If the government restricts individual rights for the collective good, the reasoning went, then that government should assume responsibility for the consequences. As one law review put it, the purpose was “to compensate children who had been injured while serving the public good.”
In a 2015 analysis of the program, Engstrom found that this was not the case. Only about a quarter of claims were being compensated, and often not in a timely manner. She cited the fact that the average vaccine-injury claim took longer to adjudicate than the average case alleging medical malpractice. “The VICP,” Engstrom wrote, “has simply failed to offer compensation as consistently, as quickly, as easily, or as simply as its proponents had predicted.”

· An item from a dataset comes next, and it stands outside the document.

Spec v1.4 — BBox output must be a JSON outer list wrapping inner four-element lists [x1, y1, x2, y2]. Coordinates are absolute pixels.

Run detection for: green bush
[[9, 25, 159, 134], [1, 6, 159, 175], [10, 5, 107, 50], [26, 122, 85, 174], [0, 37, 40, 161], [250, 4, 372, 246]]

Since Engstrom’s analysis was published, though, there has been a dramatic change. For most of the program’s history, the program denied a large majority of claims. But between 2015 and 2019, 77 percent of claims were compensated. In 2004, the VICP compensated just 57 cases. In 2017, it paid 706. Engstrom called the trend “a big shift.”
While this change brings the VICP closer to its initial mission, the sheer amount of money changing hands may also amplify public perception of the risk of vaccines. From a low of $54 million in 2006, total outlays steadily increased to $282 million in 2017, and are on pace to exceed that this year.
This time period has also seen rising public skepticism of the pharmaceutical industry and online conspiracies propagating more readily than ever. In January of this year, Nair and Meissner, along with the inventor of the rubella vaccine, Stanley Plotkin, addressed the growing concern that all of this money was exaggerating parents’ sense of risk. They wrote in the Journal of the American Medical Association: “Although the establishment of the VICP may support some arguments of those who question the safety of vaccines, its existence promotes wide acceptance of vaccination as a public good that is also humane to those who perceive they have been injured by this public good.”
Perception of harm is a concept that has proved trickier than the law may have predicted. The Reyes case could seem about as straightforward as possible: A child developed polio after being given an oral dose of a live polio virus. But even a case as apparently obvious as that is difficult to irrefutably prove—unless the patient had been monitored in a sealed isolation chamber to guarantee there had been no other exposure to polio virus.
In an attempt to standardize and expedite the compensation process, many of the decisions are based on a document known as the Vaccine Injury Table (the existence of which is stipulated in the 1986 law). It details myriad illnesses, disabilities, and injuries that are, as Nair put it, “presumed to be caused by a vaccine if no other cause is found.”